Academic background
- Alma mater: Boston University
- Thesis: Type 4 Phosphodiesterases and Cocaine-induced Sensitization in Mice (2007)
- Website: janeslab.org

= Amy Janes =

American psychiatry researcher

Amy Janes is an American psychiatry researcher. She is chief of the Cognitive and Pharmacological Neuroimaging Unit at the National Institute on Drug Abuse's Intramural Research Program. She is known for her work using multimodal neuroimaging to examine individual differences and potential therapeutics in addictive and substance use disorders. Prior to joining NIDA, Janes was an associate professor at Harvard Medical School, working at McLean Hospital, where she founded the Functional Integration of Addiction Research Laboratory.
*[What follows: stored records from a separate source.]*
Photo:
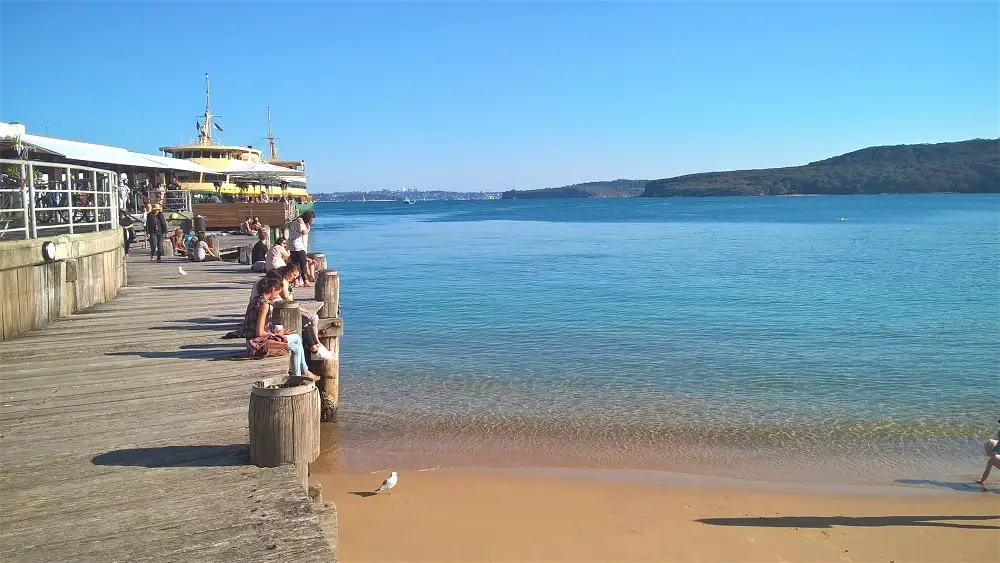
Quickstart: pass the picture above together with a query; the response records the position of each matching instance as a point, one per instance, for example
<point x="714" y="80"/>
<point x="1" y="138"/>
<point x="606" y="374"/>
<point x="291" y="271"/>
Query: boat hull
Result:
<point x="230" y="215"/>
== Education and career ==
In 2001 Janes received a B.A. from Rutgers University. In 2003 she received an M.A. from Boston University, going on to complete her Ph.D. there in 2007. She then joined the faculty at McLean Hospital in 2007, remaining until 2021 when she joined NIDA.

== Professional honors and duties ==
Janes has been awarded numerous professional honors, including:

- 2010, Alfred Pope Award for Young Investigators
- 2019, Presidential Early Career Award for Scientists and Engineers
- 2020, Anne M. Cataldo Excellence in Mentoring
- 2023, NIDA Women in Science, Research Recognition Award

She is the principal editor of Human Psychopharmacology: Experimental, and was the 2022-2023 president of the College on Problems of Drug Dependence.

== Research ==
Janes's work in clinical neuroimaging research focuses on substance use disorders. Her research primarily utilizes multimodal neuroimaging techniques to explore various aspects of addiction, including identifying individual vulnerabilities to addiction, evaluating the impact of potential therapeutics on brain function, investigating the interplay between psychiatric disorders and nicotine dependence, and advancing the basic neuroscience understanding of substance use disorders. Her long-term objective is to use neuroscience in guiding the creation of personalized treatments for substance abuse disorders.

==Selected publications==

Janes has more than 2,400 citations in Google Scholar and an h-index of 29.

- Janes, A. C. (2009). "Brain Reactivity to Smoking Cues Prior to Smoking Cessation Predicts Ability to Maintain Tobacco Abstinence"
- Janes, A. C. (2012). "Prefrontal and limbic resting state brain network functional connectivity differs between nicotine-dependent smokers and non-smoking controls"
- Janes, Amy C. (2010). "Neural substrates of attentional bias for smoking-related cues: an FMRI study"
- Putcha, Deepti (2015). "Altered intrinsic functional coupling between core neurocognitive networks in Parkinson's disease."

==Personal life==
Janes is married to Robert Ross, a professor at Johns Hopkins University. She is the daughter of Harry Janes, emeritus professor at Rutgers University.